Ach, Politiker – sind sie nicht niedlich, wenn sie beleidigt sind? So zeigt sich Niedersachsens Ministerpräsident Christian Wulff. Er erblödet sich, öffentlich zu fordern, Herbert Grönemeyer – ja, „der“ Grönemeyer! Der Sänger! – solle als Mandatsträger für die CDU in den Bundestag einziehen. Der Grund? Wulff ist beleidigt, weil Grönemeyer am Rande des G8-Gipfels in Heiligendamm in einem Interview (siehe hier) die Glaubwürdigkeit der Politik in Frage gestellt hat.

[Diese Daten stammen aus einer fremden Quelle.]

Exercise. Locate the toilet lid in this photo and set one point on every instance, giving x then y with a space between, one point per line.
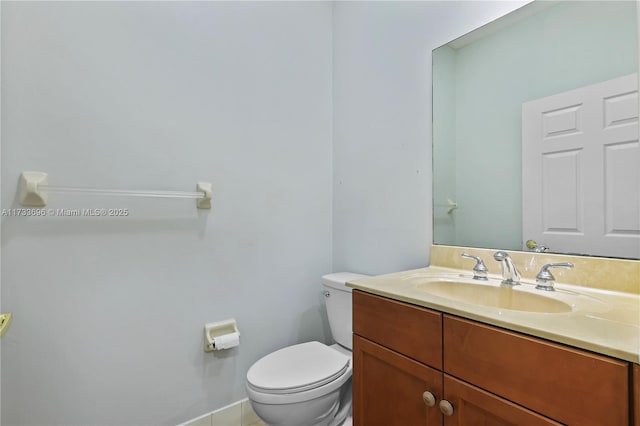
297 368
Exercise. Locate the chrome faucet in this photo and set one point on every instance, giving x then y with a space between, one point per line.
480 270
510 275
545 279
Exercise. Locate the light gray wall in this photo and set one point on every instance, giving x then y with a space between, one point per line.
382 126
108 313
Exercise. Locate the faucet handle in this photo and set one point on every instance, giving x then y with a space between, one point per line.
480 270
545 278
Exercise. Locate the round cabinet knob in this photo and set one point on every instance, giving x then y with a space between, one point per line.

Ja, und jetzt ist Wulff beleidigt und sagt, wer demokratisch gewählte Politiker pauschal beschimpfe, der spiele Diktatoren in die Hände. Und dann fordert er, Grönemeyer solle doch selbst Politiker werden (die ganze Geschichte hier). Was hat Wulff an Grönemeyers Satz, den er in dem Interview gesagt hat, er (Grönemeyer) sehe keinen Sinn darin, sich mit Politikern gemein zu machen, nicht verstanden? Mal ganz davon abgesehen, dass diese Forderung sowieso völlig daneben ist, Grönemeyer hat ihr bereits eine Absage erteilt.
Politikverachtung sei eine Gefahr für Deutschland, sagt Wulff. Aha. Glaubt er allen Ernstes, dass man Politiker weniger verachtet, wenn er einen beleidigten Vorschlag macht (das kindische „Mach Du’s doch besser!“-Muster) und sich gegenüber der Kritik, die Grönemeyer angebracht hat und die durchaus berechtigt war, taub stellt? Ja, in Deutschland gehen immer weniger Leute zur Wahl. Da sollte man sich Gedanken darüber machen und möglicherweise auch mal selbstkritisch sein.

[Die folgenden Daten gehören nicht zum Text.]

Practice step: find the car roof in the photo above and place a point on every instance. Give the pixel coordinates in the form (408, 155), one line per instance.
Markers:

Und außerdem: Glaubt Wulff allen Ernstes, dass Grönemeyer ernsthaft in Erwägung zieht, in die Politik zu gehen? Für die CDU? Was sollte die ganze Aktion? Vermutlich eines: heiße Luft produzieren. Hauptsache, es wurde etwas gesagt. Und ironischerweise ist es genau das, was Grönemeyer an den Politikern eigentlich kritisiert. Gegen Politikverachtung hilft es wenig.